The hail of bullets had ripped through the helicopter, killing the two officers in the seats behind him and badly wounding the pilot. Blood had clouded the man’s eyes beneath his helmet, and he groaned in despair as gravity won the battle against the lift of their rotors. Only Grews had been left unscathed, and he couldn’t pilot the aircraft. He remembered trying to help the pilot keep his grip on the collective, and how they had bounced off the ground once and then spun toward the trees. The world blurred at that point, his vision unable to process the riot of movement as they rolled over again and again. Too many details were assaulting his senses for him to assimilate them, before more poured in.
He remembered up until the point the helicopter hit the treeline, and then the rest was blank, a void of lost memories and unconsciousness.
And now he was hanging upside down, pinned by the back seat, with only inches of freedom to move, one of his arms trapped and the other with a very limited range of motion. Behind him were the bullet-riddled remains of the two junior officers, and below, lying half out of the smashed front cockpit glass, was a very dead pilot. As Grews’ vision blurred one last time he caught a slight movement outside – no, a lot of movement. Dark figures passed by the window, rushing through the grass.
Must be the refugees
, Grews thought. If he could raise his voice and call out, maybe someone would hear him. They might be able to smash the window on his side and pull him free. Or maybe they would just ignore his calls and run for their lives. He tried to call out but nothing came. His chest was too constricted to produce more than a rasp.

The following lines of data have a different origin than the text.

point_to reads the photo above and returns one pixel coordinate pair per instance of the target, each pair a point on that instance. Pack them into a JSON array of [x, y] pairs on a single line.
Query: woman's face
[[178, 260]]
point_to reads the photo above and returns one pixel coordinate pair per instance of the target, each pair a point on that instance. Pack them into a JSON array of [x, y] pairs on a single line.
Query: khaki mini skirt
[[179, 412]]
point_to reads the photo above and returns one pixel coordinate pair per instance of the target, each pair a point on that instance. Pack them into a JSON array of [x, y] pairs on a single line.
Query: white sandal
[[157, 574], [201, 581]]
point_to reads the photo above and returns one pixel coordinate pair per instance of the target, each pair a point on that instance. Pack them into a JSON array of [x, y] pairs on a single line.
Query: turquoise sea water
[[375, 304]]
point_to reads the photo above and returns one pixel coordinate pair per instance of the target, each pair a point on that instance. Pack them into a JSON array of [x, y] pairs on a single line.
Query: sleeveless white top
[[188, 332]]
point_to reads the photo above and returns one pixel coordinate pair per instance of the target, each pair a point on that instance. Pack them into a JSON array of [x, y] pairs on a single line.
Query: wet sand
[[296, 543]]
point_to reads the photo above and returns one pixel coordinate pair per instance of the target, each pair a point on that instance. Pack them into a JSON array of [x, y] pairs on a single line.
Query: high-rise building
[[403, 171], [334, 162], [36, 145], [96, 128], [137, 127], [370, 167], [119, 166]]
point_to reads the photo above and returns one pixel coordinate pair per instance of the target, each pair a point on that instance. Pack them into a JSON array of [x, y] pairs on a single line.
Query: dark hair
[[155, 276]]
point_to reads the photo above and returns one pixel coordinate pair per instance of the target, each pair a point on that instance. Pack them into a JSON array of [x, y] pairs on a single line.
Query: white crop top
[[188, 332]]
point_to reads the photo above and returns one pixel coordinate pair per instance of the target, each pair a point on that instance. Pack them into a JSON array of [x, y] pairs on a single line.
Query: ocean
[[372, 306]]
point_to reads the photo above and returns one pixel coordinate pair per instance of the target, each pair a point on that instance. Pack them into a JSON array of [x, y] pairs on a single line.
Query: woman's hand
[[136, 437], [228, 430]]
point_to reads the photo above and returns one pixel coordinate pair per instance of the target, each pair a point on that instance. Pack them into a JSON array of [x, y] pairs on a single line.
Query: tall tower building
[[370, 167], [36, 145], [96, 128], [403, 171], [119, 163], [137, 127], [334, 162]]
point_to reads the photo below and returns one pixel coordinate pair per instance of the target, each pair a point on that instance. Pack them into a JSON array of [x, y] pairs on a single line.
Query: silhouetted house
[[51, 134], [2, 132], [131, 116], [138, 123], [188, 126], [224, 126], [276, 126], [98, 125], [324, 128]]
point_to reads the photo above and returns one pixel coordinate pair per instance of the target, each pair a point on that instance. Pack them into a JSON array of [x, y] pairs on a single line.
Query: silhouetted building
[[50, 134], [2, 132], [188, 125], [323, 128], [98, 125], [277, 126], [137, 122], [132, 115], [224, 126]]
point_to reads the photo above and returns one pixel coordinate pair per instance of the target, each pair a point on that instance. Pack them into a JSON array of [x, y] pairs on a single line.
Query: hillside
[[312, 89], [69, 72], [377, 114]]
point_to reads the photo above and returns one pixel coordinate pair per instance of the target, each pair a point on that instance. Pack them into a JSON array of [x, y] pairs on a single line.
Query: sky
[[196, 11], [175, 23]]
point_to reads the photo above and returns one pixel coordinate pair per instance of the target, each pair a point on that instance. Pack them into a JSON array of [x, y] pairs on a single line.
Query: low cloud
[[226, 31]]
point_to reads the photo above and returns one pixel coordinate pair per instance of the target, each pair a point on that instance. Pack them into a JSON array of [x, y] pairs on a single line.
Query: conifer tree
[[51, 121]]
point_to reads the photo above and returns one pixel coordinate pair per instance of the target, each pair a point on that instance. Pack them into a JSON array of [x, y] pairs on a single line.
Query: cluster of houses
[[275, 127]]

Then there was a face in the window beside him, only a foot away. The man might have been handsome at one time, but now his tanned skin was purple and blotchy, and only one eye stared out of the two sockets. All that remained of the other was an angry black hole of dried blood and raw flesh. The hatred in the dead man’s remaining eye made Grews nearly crawl out of his skin. He had commanded many ground engagements against the dead in the days after the fall, but he had never been this physically close to one of them. Always his position had been safely behind the lines.
Then the dead man started pounding on the window, a dull, quiet thud-thud repeating every few seconds. Grews braced himself for the attack, for the creature to force its way in and reach for him. But after a minute of watching it bang on the glass, Grews realized it just didn’t have the strength to break through. He was safe, for the moment, but he would need to get out of this damned chair and get a gun if he were to have any chance of escape.
Then it dawned on him. The other shapes going by in a rush – they weren’t refugees. He now knew that the helo had fallen into the field he saw being overrun, and that he had been unconscious long enough for all the living to be either safely gone, or else no longer alive. Those dozens of dark shapes sprinting or stumbling by now were the dead, and he was behind enemy lines.
He tried to focus, but all he could think of was that the pilot must have been hanging half out the window when they went down. The man’s lower body should have been dangling outside, but only bloody stumps protruded from the airframe. There was something, a squelching, grinding noise, coming from below them. Grews couldn’t place the noise, couldn’t recognize it. He was only able to think about the pilot’s missing legs.
Okay
, he told himself.
You’ve just got to get your hands to the release catch and get yourself unstuck. Then you can get on the radio. If it still works. If not, then you run the fuck toward friendly lines, and hope to hell that you can stay ahead of the flood.
He pushed, trying to squeeze his arm between his chest and the seat that was crushing him, and after a few minutes had to stop to take a breath. The seat was wedged hard against the release button, which was also trapping his other arm. He tried wiggling the fingers of his right arm, and his stomach turned when he felt nothing, got no response from his extremity.